Oooh, wasn't really expecting this to make it to HN cause it was meant to be more of an announcement than a description.

But yes, I've done about 7 or 8 operating systems for fuzzing in the past and it's a massive performance (and cleanliness) cleanup. This one is going to be like an operating system I wrote 2-3 years ago for my vectorized emulation work.

To answer your QEMU questions, the goal is to effectively build QEMU with MUSL (just to make it static so I don't need a dynamic loader), and modify MUSL to turn all syscalls to `call` instructions. This means a "syscall" is just a call to another area, which will by my Rust Linux emulator. I'll implement the bare minimum syscalls (and enum variants to those syscalls) to get QEMU to work, nothing more. The goal is not to run Linux applications, but run a QEMU+MUSL combination which may be modified lightly if it means a lower emulation burden (eg. getting rid of threading in QEMU [if possible] so we can avoid fork())

The main point of this isn't performance, it's determinism, but that is a side effect. A normal syscall instruction involves a context switch to the kernel, potentially cr3 swaps depending on CPU mitigation configuration, and the same to return back. This can easily be hundreds of cycles. A `call` instruction to something that handles the syscall is on the order of 1-4 cycles.

While for syscalls this isn't a huge deal, it's even more emphasized when it comes to KVM hypercalls. Transitions to a hypervisor are very expensive, and in this case, the kernel, the hypervisor, and QEMU (eg. device emulation) will all be running at the same privilege level and there won't be a weird QEMU -> OS -> KVM -> other guest OS device -> KVM -> OS -> QEMU transition every device interaction.

But then again, it's mainly for determinism. By emulating Linux deterministically (eg. not providing entropy through times or other syscall returns), we can ensure that QEMU has no source of external entropy, and thus, will always do the same thing. Even if it uses a random-seeded hash table, the seed would be derived from syscalls, and thus, will be the same every time.

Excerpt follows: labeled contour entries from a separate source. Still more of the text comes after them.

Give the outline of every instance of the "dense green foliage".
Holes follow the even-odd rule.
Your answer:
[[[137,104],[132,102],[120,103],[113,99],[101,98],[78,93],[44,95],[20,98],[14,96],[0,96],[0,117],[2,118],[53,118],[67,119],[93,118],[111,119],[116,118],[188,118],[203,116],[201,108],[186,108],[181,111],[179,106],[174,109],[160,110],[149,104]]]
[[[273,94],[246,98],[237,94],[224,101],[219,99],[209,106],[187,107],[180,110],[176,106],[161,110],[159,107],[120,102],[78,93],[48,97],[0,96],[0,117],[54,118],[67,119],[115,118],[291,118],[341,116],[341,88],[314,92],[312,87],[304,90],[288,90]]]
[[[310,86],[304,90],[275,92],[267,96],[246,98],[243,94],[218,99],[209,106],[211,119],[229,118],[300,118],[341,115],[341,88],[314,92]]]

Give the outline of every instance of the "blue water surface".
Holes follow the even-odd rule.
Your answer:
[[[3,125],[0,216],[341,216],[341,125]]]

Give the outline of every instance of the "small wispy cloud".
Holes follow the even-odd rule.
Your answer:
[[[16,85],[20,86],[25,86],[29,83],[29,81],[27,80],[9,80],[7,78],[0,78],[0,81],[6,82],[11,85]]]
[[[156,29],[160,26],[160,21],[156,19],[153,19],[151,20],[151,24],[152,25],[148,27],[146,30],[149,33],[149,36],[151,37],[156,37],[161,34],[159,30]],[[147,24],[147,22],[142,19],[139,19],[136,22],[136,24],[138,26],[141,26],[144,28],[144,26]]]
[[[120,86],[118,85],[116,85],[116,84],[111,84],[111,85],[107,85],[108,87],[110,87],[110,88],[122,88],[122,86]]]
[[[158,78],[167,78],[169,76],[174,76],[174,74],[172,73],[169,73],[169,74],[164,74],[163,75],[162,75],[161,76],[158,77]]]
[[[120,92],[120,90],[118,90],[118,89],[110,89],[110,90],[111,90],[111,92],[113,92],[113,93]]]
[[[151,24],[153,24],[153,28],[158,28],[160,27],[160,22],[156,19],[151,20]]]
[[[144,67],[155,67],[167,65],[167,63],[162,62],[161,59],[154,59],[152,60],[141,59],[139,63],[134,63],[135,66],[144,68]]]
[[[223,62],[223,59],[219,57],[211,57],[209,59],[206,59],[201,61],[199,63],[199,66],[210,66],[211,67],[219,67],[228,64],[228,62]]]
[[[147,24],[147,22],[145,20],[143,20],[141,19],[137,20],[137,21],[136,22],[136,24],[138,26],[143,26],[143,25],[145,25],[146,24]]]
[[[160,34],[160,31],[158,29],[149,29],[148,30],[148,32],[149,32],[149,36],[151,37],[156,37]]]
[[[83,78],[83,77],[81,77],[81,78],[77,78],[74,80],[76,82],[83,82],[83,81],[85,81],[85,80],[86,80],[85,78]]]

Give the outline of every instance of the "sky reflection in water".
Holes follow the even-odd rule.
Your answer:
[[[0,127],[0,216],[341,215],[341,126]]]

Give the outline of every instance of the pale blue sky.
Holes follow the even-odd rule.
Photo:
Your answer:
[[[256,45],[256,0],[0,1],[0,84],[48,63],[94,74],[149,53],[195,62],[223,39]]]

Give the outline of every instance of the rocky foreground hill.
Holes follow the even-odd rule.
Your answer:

This determinism means the guest always will do the same thing, to the instruction. Interrupts happen on the same instructions, context switches do, etc. This means any bug, regardless of how complex, will reproduce every time.

All of this syscall emulation + determinism I have also done before, in a tool called tkofuzz that I wrote for Microsoft. That used Linux emulation + Bochs, and it was written in userspace. This has proven incredibly successful and it's what most researchers are using at Microsoft now. That being said, Bochs is about 100x slower than native execution, and now that people have gotten a good hold of snapshot fuzzing (there's a steep learning curve), it's time to get a more performant implementation. With QEMU with get this with a JIT, which at least gets us a 2-5x improvement over Bochs while still "emulating", but even more value could be found if we get the KVM emulation working and can use a hypervisior. That being said, I do plan to support a "mode" where guests which do not touch devices (or more specifically, snapshots which are taken after device I/O has occurred) will be able to run without QEMU at all. We're really only using QEMU for device emulation + interrupt control, thus, if you take a snapshot to a function that just parses everything in one thread, without process IPC or device access (it's rare, when you "read" from a disk, you're likely just hitting OS RAM caches, and thus not devices), we can cut out all the "bloat" of QEMU and run in a very very thin hypervisor instead.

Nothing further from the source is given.